The Babadook

Anguished, uncanny, and entirely terrifying, The Babadook is a pressure-cooker of teeth-grinding tension, a haunting tale with deep wells of howling grief at its center, a dream within a dream within a nightmare that leaves behind it a satisfyingly toxic residue of fear. It’s a small-batch treat that can change the composition of your evening.

Six years after the violent death of her husband, Amelia (Essie Davis) struggles to discipline her weapon-inventing 6-year-old, Samuel (Noah Wiseman), a son she finds impossible to love. When an enigmatic picture book turns up at their house, Samuel is sure that the Babadook is the creature he’s been dreaming about. His hallucinations spiral out of control, and Amelia is forced to medicate him. Then Amelia begins to see glimpses of the sinister presence, as it stalks a house that’s a mausoleum for her memories.

Davis gives an expertly calibrated juggernaut of a performance, portraying this harangued, grief-sick woman with an authenticity and honesty that is punishing to watch, graduating from the tired fragility of Mia Farrow in Rosemary’s Baby to a version of Piper Laurie’s deranged matriarch from Carrie. Either placidly succumbing to insanity with heavy eyelids and a half-smile, or roaring while caught in its vortex, she is completely compelling. Wiseman – an honest-to-goodness rascal in the film’s first half – similarly pulls off an incredible balancing act, toying and disobeying and button-pushing, but remaining endearing and sympathetic enough to remind us he’s just a lonely kid.

Writer-director Jennifer Kent has taste, a creative eye, and a knack for unfussy editing and brisk, accelerated pacing. Kent’s clean, controlled mise-en-scène oozes sophistication while belying the terrors bubbling beneath its surface, and the bluish, washed-out cinematography conjures the cold, foggy atmosphere of classical haunted-house stories like The Innocents or more recent efforts like The Orphanage. Later on, the skewed angles reframe the drab house into what HP Lovecraft would call “non-Euclidean geometry.”

Unquestionably the best Australian film since the one-two slasher-thriller punch of The Loved Ones and Animal Kingdom, The Babadook is an oppressive experience that causes the hairs to stand up, the fingers to curl, and the nails to dig into the upholstered arms of the chair. Kent takes no false steps, even in duplicating the levitation effects from The Exorcist or the mother-son relationship dynamic from The Ring, and her sense of self-possession is refreshing. Expanding her 2005 short Monster, Kent has burned her influences onto every reel of her film, and the result is scalding and scarifying and terrific to the touch.

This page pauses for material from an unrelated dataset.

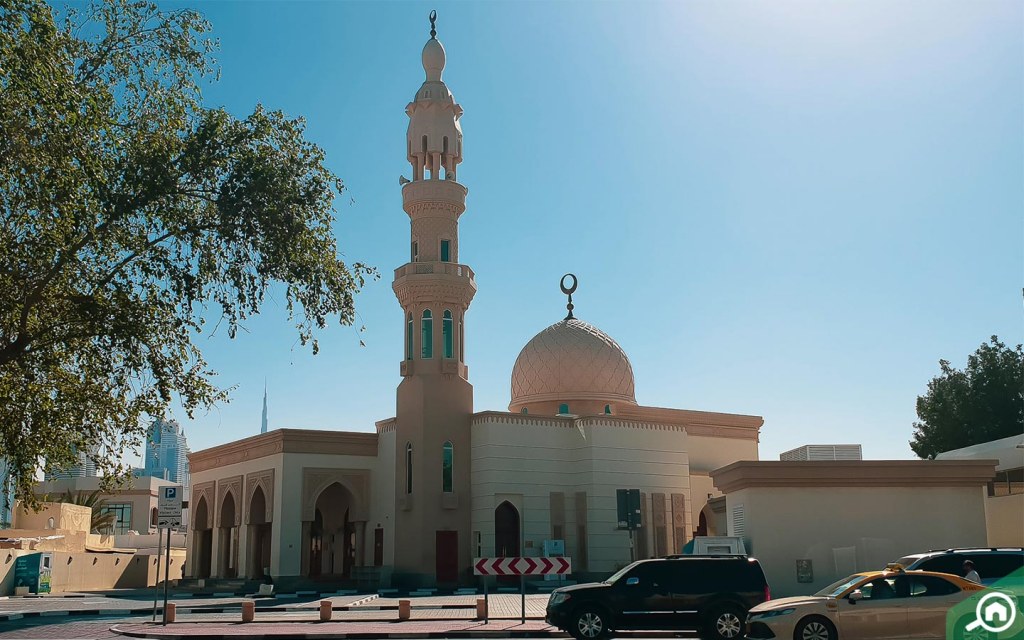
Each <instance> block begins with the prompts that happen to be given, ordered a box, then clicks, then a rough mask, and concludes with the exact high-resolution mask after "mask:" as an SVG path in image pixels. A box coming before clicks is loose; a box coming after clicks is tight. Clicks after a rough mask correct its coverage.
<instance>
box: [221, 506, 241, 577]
mask: <svg viewBox="0 0 1024 640" xmlns="http://www.w3.org/2000/svg"><path fill="white" fill-rule="evenodd" d="M234 508H236V507H234V494H232V493H230V492H228V493H227V495H226V496H224V502H223V503H222V504H221V505H220V527H219V535H220V538H219V540H218V542H219V543H220V561H219V563H218V567H217V568H218V570H219V574H220V575H221V577H222V578H237V577H238V574H239V527H237V526H234Z"/></svg>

Reminiscent of the German Expressionism of the 1920s, particularly The Cabinet of Dr. Caligari, Mister Babadook is a masterpiece of design and implementation. Bedecked in top hat, trench coat, and long-fingered gloves, it looks like Mr. Hyde – with the insidious talons from A Nightmare on Elm Street, the crushed throat croaking from The Grudge, and the transience of the great white from Jaws. Yet Kent uses the visage with sparing efficacy, and her spartan approach to world-building works beautifully, buttressed by a depth of catharsis more than the volume of its frights.

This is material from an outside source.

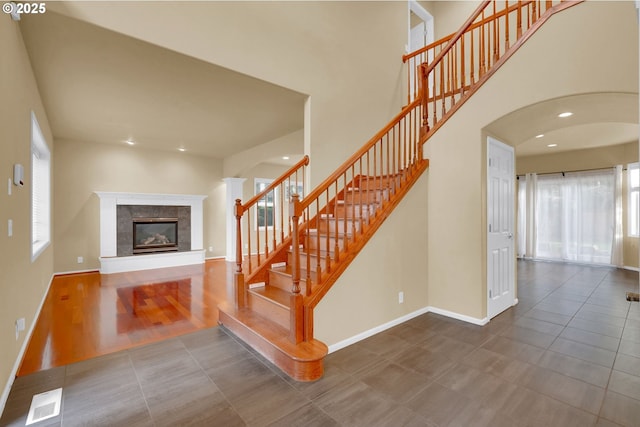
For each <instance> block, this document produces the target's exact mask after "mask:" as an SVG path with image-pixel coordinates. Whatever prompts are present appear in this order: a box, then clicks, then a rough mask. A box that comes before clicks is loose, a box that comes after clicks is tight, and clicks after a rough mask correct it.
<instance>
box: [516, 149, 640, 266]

Even classifying The Babadook is tricky: it’s so layered, complex, and dramatic that categorizing it feels reductive to the point of insult. It’s almost The Shining in miniature: if Sylvia Plath made a horror film, this would be it. The Babadook is more than a Down Under Freddy Krueger, and the film goes beyond any single raggedy phantom, reaching back to the primordial fear of loss – of a child, of a partner, of oneself – setting a bar by which future horror films will be measured.

The Babadook is a minor masterpiece of the macabre; a dark and shivery journey through the fears and repressed anxieties of motherhood; an artful, superbly made, darkly rich study in madness that lurks in the corners. Intelligent and disturbing, it’s the sort of film that keeps you wondering, the sort that will delight horror fans and may convert a fence-sitter to the dark side.

The ending learns a lesson from Shaun of the Dead and adopts its tame-the-monster-and-lock-it-away approach, but doesn’t have the same impact as getting dragged back into those caves, driven mad by the memory of your five-year-old daughter and a birthday cake under fire light, and it’s not as profoundly trouncing as its classic counterparts. Regardless, it finds a rare emotional realism in what could have been a run-of-the-mill creepshow.

Although its rapturous reception is due in part to the rarity of filmmaking this skillful within the horror genre, it’s hard to begrudge The Babadook the praise it’s gotten, because it earns its stripes. If it’s in a word or in a look, you can’t get rid of The Babadook. Premature bereavement leaves one torn between equally debilitating extremes of love and resentment. Vigilance is the only means of protection against creatures from the id.